Yet Another Journal

Nostalgia, DVDs, old movies, television, OTR, fandom, good news and bad, picks, pans,
cute budgie stories, cute terrier stories, and anything else I can think of.


 Contact me at theyoungfamily (at) earthlink (dot) net

. . . . .
. . . . .  

 
 
» Saturday, August 03, 2013
Doc on the Block

One of the results of Kaiser's snafu with James' doctor's appointment on Tuesday—when he confirmed the appointment they told him it was 9:40 a.m., but when he arrived, they told him he had missed it because it was at 8:40—was that he didn't get his blood test done. It was supposed to be a fasting blood test, but he couldn't go without eating until his re-assigned appointment at 4:40. So the first thing to do this Saturday morning was go to one of Kaiser's weekend clinics and get a blood test. So we both got up at eight, and I grabbed a fruit cup for each of us and an extra granola bar for James, and we went off to the Glenlake office near Perimeter Mall, which James' doctor and the nurse at Cumberland assured us was open, and it opened at nine.

Of course when we got there a few minutes after nine, they were open, but the nurse said the lab was not. James was fit to be tied after two mistakes in a row. The nurse did tell us that the Gwinnett office was open, so we plugged that into the GPS and arrived there at 9:35.

They don't open until ten. ::sigh::

Well, of course we waited; he had to have the test. Found out this office actually makes you take a number, like in a bakery! Luckily James was number three, and I had the granola bar waiting for him (I'd already had my oranges in the waiting room; I wasn't going to eat in front of him!) with an orange chaser. Then we had breakfast at the IHOP.

Now, when we'd planned this expedition earlier in the week, we figured that since we were going to have to be at Glenlake anyway, we might as well as go to North Point. Not for the mall—yawn. But we had Barnes & Noble coupons and figured we might go to a different store for a change. So we still did that; it was on the route home after all.

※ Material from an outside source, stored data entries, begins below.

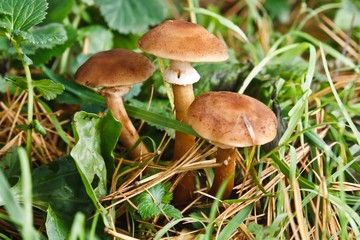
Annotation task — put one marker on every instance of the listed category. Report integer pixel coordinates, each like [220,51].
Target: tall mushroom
[229,120]
[116,71]
[183,42]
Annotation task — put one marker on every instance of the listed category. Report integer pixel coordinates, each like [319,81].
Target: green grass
[305,185]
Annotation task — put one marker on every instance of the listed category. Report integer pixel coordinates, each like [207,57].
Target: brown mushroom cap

This was a nice big store despite how small it looked from the outside, and I saw something I wanted almost immediately, a book about Sir Arthur Conan Doyle's first wife solving a mystery. But after a good wander around the store, I was stopped in my tracks by the new books rack in the Science Fiction section, where I saw the Doctor Who book A History of the Universe in 100 Objects. When I had quit laughing until the tears came, since I knew the book this was a parody of (heck, I listened to the radio show of it on the BBC), I had to get it.

We also went to Fry's in Alpharetta for a while, but, man, that place is becoming kind of depressing! I remember when it opened and all the wonderful stuff it had. Now where the instruction books and the software used to be, it's full of "As Seen on TV" stuff and tchotchkes...just more stuff to dust! The cafe doesn't have soup any more, and the DVD storage is just about nil anymore. We did find a Panera to have a bowl of soup each to hold us until supper.

We checked out a used bookstore, too, back near North Point, but it was disappointing. It was a nice cozy place, and a good assortment of books, but they were mostly overpriced.

On our way home, James stopped by the Akers Mill Barnes & Noble so I could pick up the Louise Doyle book I had seen earlier. It was nice of him because we were both tired. Had supper at home with leftovers, and then later had a nice chat with Mike, who had just arrived back in Oklahoma from Virginia.